Self-assembled structures for in-materio signal processing
Place: Room Isabel Rodriguez (Room 215)
Abstract:
The impressive advancements in artificial intelligence that we all witness are software-based, biologically inspired implementations. Artificial neural networks (a tiny part of machine learning) are, in turn, one of the most attractive concepts behind these astonishing achievements. It is therefore counterintuitive that a purely analog and spike-based mathematical approach is materially implemented using the same CMOS gates early envisioned and masterly improved to implement fully
digital Boolean logic. Being able to keep pace with increasing the processing capacity depends on continuing to increase the number of CMOS gates (reducing each transistor size until physically prohibitive limits and/or dealing with higher volume and power consumption) or seeking new computational strategies.
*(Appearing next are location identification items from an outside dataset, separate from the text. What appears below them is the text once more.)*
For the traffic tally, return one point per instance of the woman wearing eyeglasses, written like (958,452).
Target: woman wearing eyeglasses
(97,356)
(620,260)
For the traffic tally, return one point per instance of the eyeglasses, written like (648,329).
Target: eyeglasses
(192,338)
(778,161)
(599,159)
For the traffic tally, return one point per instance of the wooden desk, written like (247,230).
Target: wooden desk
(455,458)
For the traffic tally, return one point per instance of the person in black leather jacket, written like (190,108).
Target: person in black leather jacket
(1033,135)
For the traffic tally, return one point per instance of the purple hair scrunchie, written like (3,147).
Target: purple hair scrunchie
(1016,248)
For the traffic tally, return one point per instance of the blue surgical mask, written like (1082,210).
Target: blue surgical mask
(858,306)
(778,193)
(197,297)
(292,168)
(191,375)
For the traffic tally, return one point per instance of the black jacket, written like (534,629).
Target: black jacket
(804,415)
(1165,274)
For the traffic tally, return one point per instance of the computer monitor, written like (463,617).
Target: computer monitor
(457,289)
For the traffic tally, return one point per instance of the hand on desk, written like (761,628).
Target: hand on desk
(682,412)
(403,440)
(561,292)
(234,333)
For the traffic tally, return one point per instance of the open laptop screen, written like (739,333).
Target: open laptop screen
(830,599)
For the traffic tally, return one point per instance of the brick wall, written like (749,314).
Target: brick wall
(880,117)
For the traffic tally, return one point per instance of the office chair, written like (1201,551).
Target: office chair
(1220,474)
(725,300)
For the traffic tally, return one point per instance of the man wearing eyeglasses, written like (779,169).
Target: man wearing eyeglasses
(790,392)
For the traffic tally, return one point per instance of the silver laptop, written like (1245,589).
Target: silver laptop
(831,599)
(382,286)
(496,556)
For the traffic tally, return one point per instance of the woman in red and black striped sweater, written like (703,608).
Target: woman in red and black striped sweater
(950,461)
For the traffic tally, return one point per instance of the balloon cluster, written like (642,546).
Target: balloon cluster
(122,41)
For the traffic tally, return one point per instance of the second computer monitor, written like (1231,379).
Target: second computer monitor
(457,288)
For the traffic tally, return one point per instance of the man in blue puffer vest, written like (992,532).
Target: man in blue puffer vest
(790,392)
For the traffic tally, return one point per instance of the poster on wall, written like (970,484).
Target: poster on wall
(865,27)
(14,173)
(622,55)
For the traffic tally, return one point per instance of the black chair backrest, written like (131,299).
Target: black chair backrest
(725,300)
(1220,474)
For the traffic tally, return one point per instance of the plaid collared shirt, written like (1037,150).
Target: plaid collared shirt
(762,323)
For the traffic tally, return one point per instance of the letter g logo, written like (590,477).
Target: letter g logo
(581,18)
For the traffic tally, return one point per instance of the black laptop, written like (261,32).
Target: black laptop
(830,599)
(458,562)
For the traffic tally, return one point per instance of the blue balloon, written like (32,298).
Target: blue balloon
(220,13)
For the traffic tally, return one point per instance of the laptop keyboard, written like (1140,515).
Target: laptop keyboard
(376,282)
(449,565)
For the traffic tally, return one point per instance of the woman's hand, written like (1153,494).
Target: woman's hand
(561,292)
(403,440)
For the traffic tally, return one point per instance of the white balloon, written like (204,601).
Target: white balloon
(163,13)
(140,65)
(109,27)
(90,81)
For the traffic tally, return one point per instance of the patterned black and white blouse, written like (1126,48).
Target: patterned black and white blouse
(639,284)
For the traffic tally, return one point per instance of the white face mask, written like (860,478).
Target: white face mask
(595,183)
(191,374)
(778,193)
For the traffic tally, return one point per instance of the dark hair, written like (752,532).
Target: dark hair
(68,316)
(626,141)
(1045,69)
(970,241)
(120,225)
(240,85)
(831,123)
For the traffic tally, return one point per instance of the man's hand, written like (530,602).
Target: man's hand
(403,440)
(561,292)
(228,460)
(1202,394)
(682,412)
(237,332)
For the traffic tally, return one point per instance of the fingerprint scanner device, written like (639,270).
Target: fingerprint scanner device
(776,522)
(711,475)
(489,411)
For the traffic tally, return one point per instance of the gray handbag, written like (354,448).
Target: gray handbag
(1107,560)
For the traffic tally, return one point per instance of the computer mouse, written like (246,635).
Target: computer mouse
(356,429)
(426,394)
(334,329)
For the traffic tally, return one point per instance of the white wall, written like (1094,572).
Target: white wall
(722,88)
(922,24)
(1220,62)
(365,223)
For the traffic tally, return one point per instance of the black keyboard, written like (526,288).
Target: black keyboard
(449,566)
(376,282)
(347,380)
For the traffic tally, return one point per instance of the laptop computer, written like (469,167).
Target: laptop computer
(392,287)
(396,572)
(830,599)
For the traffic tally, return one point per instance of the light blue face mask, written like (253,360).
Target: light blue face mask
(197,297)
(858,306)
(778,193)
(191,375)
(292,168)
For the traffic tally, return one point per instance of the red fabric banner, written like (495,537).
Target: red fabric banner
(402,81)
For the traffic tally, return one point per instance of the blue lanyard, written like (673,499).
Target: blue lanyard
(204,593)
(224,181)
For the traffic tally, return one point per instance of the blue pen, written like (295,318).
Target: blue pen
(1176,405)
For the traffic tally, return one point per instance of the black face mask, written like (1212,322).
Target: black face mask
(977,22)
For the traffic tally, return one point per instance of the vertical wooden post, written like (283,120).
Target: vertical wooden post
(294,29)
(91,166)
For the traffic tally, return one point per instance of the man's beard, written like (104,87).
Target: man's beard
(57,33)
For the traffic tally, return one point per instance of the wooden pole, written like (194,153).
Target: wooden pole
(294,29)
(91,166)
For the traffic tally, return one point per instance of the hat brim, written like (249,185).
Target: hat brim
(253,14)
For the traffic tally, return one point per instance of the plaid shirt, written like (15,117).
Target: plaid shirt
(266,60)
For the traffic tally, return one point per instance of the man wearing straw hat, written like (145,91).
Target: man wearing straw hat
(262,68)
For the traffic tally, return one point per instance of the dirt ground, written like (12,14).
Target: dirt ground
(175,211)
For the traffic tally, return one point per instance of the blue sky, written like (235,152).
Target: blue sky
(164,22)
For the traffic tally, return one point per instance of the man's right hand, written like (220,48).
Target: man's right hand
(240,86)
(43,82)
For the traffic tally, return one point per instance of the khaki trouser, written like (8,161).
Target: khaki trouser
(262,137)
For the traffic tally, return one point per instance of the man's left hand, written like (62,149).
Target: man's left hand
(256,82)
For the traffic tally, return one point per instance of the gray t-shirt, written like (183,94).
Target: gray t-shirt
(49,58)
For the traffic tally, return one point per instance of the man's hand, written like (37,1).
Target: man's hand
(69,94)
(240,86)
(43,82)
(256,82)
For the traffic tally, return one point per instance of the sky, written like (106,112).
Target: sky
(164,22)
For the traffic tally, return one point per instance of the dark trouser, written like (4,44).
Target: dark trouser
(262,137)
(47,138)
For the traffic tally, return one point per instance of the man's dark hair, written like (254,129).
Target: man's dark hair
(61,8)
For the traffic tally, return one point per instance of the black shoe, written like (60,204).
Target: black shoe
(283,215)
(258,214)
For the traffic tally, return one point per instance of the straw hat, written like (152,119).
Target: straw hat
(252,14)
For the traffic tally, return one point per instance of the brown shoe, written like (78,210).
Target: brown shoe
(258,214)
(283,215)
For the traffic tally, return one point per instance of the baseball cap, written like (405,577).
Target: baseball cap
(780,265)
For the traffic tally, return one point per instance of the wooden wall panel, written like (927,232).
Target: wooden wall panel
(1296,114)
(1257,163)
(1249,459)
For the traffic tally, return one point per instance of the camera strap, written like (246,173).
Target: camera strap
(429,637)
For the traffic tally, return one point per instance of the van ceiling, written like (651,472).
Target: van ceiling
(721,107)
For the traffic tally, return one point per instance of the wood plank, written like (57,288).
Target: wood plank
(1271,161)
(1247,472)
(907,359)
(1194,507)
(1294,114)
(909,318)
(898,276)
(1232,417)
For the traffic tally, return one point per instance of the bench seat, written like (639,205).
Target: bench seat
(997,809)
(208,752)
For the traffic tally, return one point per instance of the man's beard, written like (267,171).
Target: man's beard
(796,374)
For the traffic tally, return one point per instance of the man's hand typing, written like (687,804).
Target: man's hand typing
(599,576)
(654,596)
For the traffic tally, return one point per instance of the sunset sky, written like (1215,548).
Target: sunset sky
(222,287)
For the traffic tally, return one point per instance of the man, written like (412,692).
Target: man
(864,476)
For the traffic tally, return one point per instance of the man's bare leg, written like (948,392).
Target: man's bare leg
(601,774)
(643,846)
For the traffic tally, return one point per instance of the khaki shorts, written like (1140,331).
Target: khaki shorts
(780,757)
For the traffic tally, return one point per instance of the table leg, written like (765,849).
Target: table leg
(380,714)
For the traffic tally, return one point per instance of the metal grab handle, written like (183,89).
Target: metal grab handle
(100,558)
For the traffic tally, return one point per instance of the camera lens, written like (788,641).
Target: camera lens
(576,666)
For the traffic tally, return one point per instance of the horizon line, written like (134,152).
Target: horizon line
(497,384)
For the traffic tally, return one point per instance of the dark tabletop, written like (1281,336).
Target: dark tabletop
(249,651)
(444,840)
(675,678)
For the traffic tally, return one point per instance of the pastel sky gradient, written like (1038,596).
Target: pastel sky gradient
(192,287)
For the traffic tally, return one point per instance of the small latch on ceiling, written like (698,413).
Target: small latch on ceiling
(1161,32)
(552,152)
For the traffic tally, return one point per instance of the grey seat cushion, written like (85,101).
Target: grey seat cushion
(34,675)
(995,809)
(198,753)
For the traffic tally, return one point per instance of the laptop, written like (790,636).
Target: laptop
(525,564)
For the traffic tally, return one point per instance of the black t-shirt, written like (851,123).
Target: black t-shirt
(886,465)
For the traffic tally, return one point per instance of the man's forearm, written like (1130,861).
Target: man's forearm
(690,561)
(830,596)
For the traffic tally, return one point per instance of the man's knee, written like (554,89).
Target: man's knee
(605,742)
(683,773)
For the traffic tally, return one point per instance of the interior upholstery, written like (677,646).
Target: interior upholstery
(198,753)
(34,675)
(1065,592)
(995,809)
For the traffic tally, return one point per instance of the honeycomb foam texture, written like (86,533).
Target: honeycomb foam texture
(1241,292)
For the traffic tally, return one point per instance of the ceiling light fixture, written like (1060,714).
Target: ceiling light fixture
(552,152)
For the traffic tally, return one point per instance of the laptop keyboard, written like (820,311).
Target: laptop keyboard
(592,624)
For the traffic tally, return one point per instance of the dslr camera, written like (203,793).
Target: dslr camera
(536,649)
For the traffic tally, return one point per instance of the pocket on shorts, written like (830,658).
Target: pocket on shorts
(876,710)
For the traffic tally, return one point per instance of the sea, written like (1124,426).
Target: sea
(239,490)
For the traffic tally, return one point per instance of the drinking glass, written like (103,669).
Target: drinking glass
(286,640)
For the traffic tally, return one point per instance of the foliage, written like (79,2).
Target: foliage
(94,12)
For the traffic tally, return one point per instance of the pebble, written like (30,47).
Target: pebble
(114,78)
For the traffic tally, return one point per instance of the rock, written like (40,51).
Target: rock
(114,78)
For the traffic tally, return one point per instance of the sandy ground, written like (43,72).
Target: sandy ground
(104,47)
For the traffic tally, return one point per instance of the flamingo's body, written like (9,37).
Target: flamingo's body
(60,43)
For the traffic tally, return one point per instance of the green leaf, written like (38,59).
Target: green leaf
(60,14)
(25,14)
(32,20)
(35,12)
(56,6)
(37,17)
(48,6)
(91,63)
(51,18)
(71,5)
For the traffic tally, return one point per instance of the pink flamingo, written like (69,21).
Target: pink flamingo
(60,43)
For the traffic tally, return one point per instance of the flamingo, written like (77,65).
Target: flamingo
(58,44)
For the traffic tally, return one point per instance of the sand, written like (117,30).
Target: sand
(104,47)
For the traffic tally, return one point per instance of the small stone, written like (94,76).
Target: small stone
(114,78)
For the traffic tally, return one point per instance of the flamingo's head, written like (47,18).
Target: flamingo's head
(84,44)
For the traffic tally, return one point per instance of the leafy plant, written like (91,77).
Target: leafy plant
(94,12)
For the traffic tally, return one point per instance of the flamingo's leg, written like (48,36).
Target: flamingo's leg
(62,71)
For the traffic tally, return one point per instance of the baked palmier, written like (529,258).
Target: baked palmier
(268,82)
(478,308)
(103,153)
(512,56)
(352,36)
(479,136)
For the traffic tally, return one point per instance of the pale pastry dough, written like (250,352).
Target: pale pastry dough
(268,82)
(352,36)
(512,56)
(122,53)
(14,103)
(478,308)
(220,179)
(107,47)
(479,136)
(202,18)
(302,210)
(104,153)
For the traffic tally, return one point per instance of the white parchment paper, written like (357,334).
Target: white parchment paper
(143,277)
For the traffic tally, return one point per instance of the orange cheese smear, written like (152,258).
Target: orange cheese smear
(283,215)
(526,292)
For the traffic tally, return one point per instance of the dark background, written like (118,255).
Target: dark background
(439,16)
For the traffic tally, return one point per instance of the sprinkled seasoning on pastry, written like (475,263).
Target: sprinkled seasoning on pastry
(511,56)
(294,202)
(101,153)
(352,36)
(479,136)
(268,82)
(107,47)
In-materio signal processing is an attempt to project into hardware some of the computational operations currently implemented in software. It requires exploring alternative substrates to CMOSbased ones capable of computing. In this framework, although it is far from clear what this means, one aspect reveals the key: if complexity is desired, scale is important. Top-down assembly strategies in which trillions of structures must be individually defined and interconnected tens of thousands of times, is a difficult task to achieve. Self-assemblies appear as an interesting contender to mitigate such a difficulty. Defined as collective structures that assemble spontaneously, they are comprised of multiple, simple, and imperfect units whose nature depends on the intrinsic properties of the material or substrate of interest. Silver nanowire networks, ferroelectric domain walls, and ferromagnetic domains are examples of these objects. In this talk, I will comment on the recent progress we achieved on the simulation front[1, 2] and on those three different types of experimental self-ssemblies [3, 4, 5].
References
[1] F. Di Francesco and col., “Spatiotemporal evolution of resistance state in simulated memristive networks,” Applied Physics Letters, vol. 119, p. 193502, Nov. 2021.
[2] G. A. Sanca and col., “Collective electrical response of simulated memristive arrays using SPICE,” 2022. 10.48550/arXiv.2201.06984.
[3] J. I. Diaz Schneider and col., “Resistive Switching of Self-Assembled Silver Nanowire Networks Governed by Environmental Conditions,” Advanced Electronic Materials, vol. 8, no. 11, p. 2200631, 2022.
[4] J. L. Rieck and col., “Ferroelastic Domain Walls in BiFeO3 as Memristive Networks,” Advanced Intelligent Systems, vol. 5, no. 1, p. 2200292, 2023.
[5] C. P. Quinteros and col., “Evolution of ferromagnetic stripes in FePt films at low temperature,” 2023. 10.48550/arXiv.2302.09102.